1. an optical mirror slip module, comprising:

One first lens unit, have one first optical surface and one second optical surface, wherein this first, second optical surface is positioned at the opposition side of this first lens unit;

One second lens unit, there is one the 3rd optical surface and one the 4th optical surface, wherein this first, second, third and the 4th optical surface sequentially along one optical axis direction arrangement, three, the 4th optical surface is positioned at the opposition side of this second lens unit, and the 3rd optical surface is right against this second optical surface; And

One adhesive coating, is arranged between this first, second lens unit, in order to this first, second lens unit bonding, to make first, second lens unit described to interfix joint, and makes to be separated by between this first, second lens unit a specific range;

Further, the thickness of described adhesive coating itself can change, and then adjusts the specific range between first, second lens unit;

This second optical surface has one first diameter D1, and the 3rd optical surface has Second bobbin diameter D2, wherein a 0.9<D1/D2<1.1;

This first lens unit has one first outer diameter D 11, and this second lens unit has one second outer diameter D 21, wherein D11-D1>0.4mm, and D21-D2>0.4mm.

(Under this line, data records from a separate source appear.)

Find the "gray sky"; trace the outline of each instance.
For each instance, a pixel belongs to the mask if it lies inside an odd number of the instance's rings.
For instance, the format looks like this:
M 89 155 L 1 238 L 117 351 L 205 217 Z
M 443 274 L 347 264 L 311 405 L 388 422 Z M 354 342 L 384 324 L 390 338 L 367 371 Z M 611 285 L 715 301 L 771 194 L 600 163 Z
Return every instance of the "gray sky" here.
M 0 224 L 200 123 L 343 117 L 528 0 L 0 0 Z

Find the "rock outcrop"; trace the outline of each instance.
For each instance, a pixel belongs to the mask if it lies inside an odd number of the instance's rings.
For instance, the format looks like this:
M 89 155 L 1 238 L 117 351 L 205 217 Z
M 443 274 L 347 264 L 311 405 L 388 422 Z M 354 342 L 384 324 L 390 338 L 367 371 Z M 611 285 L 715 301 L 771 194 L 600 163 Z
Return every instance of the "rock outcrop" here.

2. optical mirror slip module as claimed in claim 1, wherein this first lens unit comprises a first substrate, one first lens and one second lens, and these first, second lens are positioned at the opposition side of this first substrate.

3. optical mirror slip module as claimed in claim 2, wherein this second lens unit comprises a second substrate, one the 3rd lens and one the 4th lens, and the 3rd, the 4th lens are positioned at the opposition side of this second substrate.

4. optical mirror slip module as claimed in claim 3, wherein this first, second substrate contains glass material, and these first, second, third, fourth lens contain optical cement.

5. optical mirror slip module as claimed in claim 3, wherein this second, third optical surface is formed on these second, third lens respectively.

6. optical mirror slip module as claimed in claim 3, wherein these second lens have one first composition surface, this second optical surface adjacent, and the 3rd lens have one second composition surface, adjacent 3rd optical surface, wherein this adhesive coating this first, second composition surface bonding, uses and makes to be separated by between this first, second lens unit a specific range.

7. optical mirror slip module as claimed in claim 6, wherein this first, second composition surface is plane.

8. optical mirror slip module as claimed in claim 1, wherein this first lens unit has one first outer diameter D 11, and this second lens unit has one second outer diameter D 21, wherein 0.99<D21/D11<1.01.

9. optical mirror slip module as claimed in claim 1, wherein this second optical surface is made up of at least one concave surface and at least one convex surface.

10. optical mirror slip module as claimed in claim 1, wherein this second optical surface has a projective structure, extends and embed in this second lens unit towards this second lens unit direction.

11. optical mirror slip modules as claimed in claim 1, wherein this optical mirror slip module makes shaping with wafer-level packaging.